# Hello.



## TheMuffinMan (Jan 25, 2010)

Figured I'd make a post to introduce myself. I'm Lisa the current mom to a German Shepherd/Australian Cattle Dog mix, A three legged, DSH kitty (with a few screws loose lol) and a diabetic DSH kitty. Plus the random foster cats that come and go usually feral kittens that I help tame and adopt out for the local humane society. My boyfriend's mother is VP of the humane society so at times I even go trapping the cats with her and get to "hand pick" my foster kittens so to speak. I work at a high end pet store here in Toronto.

No hedgie of our own yet. But the boyfriend has wanted one since he was a kid, as a joke his mother gets him the Purdy's chocolate hedgehogs for Christmas. We've finally decided to go ahead and try to find a little guy to adopt or buy. He's left the "hunting" to me so I figured hey, his birthday is coming up why not casually look, get in contact with a few breeders and hopefully by the time April rolls around have a nice set up, and have a little guy pin pointed to bring home. If I find one before then that's awesome as well but there isn't a rush and its not something to rush into.

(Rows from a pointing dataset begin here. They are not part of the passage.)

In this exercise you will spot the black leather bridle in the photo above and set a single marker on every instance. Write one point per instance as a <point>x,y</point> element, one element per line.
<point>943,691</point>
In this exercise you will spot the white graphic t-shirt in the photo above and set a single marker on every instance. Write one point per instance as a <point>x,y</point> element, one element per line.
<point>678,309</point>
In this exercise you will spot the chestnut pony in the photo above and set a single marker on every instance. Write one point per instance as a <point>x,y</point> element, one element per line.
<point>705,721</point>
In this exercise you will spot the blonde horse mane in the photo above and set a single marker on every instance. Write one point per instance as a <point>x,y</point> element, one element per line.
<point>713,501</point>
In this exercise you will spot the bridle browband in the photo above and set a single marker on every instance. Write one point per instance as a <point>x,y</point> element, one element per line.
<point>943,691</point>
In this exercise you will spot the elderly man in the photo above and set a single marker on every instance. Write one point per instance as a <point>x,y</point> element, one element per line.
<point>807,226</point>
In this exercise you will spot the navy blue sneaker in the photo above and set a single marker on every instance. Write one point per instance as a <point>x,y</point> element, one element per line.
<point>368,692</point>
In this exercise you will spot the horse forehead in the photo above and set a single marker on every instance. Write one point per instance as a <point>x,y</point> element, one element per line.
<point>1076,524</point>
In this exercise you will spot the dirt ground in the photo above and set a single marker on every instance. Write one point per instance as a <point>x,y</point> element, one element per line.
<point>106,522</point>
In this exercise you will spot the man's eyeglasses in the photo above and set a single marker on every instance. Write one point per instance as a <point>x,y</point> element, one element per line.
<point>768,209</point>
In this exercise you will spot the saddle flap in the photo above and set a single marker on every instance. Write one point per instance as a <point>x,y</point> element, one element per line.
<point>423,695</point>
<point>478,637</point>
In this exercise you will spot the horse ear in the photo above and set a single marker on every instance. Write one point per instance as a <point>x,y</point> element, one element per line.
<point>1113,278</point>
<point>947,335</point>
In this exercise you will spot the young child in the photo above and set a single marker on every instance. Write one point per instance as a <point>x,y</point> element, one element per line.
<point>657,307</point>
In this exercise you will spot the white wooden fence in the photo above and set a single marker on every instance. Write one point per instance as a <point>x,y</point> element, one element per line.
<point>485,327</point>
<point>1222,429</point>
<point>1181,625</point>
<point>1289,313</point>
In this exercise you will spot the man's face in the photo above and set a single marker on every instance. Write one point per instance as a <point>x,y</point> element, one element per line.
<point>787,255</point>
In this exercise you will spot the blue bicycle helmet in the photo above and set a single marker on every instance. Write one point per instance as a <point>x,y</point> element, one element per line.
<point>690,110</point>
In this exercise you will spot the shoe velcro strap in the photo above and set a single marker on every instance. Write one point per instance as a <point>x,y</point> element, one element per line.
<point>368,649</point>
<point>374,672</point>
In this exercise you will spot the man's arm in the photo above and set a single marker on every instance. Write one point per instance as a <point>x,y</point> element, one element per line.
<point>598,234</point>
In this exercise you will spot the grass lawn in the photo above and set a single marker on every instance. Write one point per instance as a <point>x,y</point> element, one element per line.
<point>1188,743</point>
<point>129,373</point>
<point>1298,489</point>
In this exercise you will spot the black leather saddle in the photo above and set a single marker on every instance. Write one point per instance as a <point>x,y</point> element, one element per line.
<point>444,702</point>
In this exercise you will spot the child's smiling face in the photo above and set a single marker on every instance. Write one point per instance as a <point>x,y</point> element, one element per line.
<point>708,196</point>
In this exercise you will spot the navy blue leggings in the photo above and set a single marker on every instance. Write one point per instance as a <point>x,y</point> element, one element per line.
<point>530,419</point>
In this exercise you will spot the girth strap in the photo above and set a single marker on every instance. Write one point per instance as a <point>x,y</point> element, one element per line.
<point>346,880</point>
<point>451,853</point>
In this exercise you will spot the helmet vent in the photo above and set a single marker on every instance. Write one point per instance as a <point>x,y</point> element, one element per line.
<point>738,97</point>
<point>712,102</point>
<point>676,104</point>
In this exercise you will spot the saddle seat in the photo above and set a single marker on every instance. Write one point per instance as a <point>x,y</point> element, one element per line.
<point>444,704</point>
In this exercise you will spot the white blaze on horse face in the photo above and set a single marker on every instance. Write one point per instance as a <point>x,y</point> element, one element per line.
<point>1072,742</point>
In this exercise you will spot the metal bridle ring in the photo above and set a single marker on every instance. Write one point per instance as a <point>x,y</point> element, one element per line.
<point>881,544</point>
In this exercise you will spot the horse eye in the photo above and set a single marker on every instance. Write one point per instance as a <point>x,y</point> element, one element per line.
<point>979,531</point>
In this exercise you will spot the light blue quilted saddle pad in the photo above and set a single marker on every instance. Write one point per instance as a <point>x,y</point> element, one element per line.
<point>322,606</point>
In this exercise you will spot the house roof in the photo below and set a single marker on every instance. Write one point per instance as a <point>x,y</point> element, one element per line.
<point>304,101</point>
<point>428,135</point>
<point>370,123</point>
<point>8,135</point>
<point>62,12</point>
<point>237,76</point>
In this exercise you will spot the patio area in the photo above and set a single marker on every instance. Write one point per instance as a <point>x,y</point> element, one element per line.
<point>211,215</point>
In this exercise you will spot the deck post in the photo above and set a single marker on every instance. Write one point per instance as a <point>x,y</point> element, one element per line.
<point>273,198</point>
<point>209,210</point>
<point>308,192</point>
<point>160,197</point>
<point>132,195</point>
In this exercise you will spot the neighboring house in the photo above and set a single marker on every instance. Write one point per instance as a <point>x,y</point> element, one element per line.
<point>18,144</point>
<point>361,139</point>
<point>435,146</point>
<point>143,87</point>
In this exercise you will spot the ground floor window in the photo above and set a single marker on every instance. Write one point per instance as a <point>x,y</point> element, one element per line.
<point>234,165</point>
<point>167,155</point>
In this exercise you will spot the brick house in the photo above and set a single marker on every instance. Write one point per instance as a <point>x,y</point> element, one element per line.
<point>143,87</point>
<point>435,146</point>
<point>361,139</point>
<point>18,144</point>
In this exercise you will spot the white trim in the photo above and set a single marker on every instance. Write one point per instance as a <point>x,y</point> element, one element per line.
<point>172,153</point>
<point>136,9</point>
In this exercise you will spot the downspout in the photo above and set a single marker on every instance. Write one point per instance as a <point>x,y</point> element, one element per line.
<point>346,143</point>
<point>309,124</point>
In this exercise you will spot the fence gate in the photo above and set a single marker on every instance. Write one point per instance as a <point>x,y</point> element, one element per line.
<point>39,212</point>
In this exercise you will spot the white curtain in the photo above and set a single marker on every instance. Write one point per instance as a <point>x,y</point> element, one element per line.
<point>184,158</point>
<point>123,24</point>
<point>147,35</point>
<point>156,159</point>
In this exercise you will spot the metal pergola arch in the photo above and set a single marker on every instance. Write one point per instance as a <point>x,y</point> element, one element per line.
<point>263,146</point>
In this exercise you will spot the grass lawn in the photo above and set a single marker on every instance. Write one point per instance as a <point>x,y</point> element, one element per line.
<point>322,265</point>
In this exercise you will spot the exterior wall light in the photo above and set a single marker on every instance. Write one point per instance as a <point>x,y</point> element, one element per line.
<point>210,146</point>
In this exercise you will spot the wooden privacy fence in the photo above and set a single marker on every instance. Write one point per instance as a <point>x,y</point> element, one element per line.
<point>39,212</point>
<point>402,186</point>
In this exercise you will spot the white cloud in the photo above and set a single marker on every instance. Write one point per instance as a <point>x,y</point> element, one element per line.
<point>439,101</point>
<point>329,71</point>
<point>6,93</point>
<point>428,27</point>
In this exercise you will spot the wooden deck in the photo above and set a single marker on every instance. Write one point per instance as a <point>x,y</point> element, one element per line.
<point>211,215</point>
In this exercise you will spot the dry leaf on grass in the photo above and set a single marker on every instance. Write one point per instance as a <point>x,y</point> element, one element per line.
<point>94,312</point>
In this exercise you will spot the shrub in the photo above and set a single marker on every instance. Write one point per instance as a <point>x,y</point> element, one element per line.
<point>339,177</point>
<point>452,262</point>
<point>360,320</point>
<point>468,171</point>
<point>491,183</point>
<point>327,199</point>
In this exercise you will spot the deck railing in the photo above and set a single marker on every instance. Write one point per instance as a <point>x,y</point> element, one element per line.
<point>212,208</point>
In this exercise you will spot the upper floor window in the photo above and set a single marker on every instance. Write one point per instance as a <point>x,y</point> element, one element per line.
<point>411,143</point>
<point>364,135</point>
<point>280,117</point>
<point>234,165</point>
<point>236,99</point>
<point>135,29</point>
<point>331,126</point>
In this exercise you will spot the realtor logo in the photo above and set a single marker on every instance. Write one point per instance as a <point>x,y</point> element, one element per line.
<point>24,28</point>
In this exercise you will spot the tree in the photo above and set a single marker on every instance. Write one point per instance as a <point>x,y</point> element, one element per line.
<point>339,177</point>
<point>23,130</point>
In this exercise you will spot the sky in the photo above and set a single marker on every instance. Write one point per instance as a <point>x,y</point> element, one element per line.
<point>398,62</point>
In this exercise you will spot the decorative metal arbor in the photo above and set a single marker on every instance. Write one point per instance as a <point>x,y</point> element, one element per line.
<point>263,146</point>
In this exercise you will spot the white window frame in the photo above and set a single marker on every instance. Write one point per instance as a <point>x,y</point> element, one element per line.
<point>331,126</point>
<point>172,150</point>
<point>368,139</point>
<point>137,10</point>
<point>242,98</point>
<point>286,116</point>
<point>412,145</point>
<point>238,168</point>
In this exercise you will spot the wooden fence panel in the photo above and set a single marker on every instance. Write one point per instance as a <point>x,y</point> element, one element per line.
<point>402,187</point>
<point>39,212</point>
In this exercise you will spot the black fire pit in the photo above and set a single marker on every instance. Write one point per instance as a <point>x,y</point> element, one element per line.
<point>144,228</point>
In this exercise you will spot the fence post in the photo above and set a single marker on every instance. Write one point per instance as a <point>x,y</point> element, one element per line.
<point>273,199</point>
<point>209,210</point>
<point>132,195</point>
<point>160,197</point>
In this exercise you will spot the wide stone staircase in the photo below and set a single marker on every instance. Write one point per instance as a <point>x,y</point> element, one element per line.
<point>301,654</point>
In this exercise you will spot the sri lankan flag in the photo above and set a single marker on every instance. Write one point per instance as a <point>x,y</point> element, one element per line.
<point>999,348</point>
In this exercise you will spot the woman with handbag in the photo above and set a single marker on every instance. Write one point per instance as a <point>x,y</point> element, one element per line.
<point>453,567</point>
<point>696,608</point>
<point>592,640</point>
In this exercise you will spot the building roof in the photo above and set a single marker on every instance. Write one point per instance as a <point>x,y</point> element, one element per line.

So I guess that's about it. Looks like a nice little (big) place here that I hope will educate me further and be friendly little spot to visit and chat.


----------



## krbshappy71 (Jul 17, 2009)

Welcome!! Love the signature picture, that's too cute. Glad you found us, this is a great one-stop shopping for hedgehog information so you can have everything ready by the time you get your little one.

Stop in to the Housing and Accessories for some cool cage setup examples, check out the cat food list in the food section, man there is just a wealth of information here.


----------



## tie-dye hedgie (Dec 19, 2009)

First off, welcome! :mrgreen: 
This site defintely is the place to be for all the info on hedgies.


----------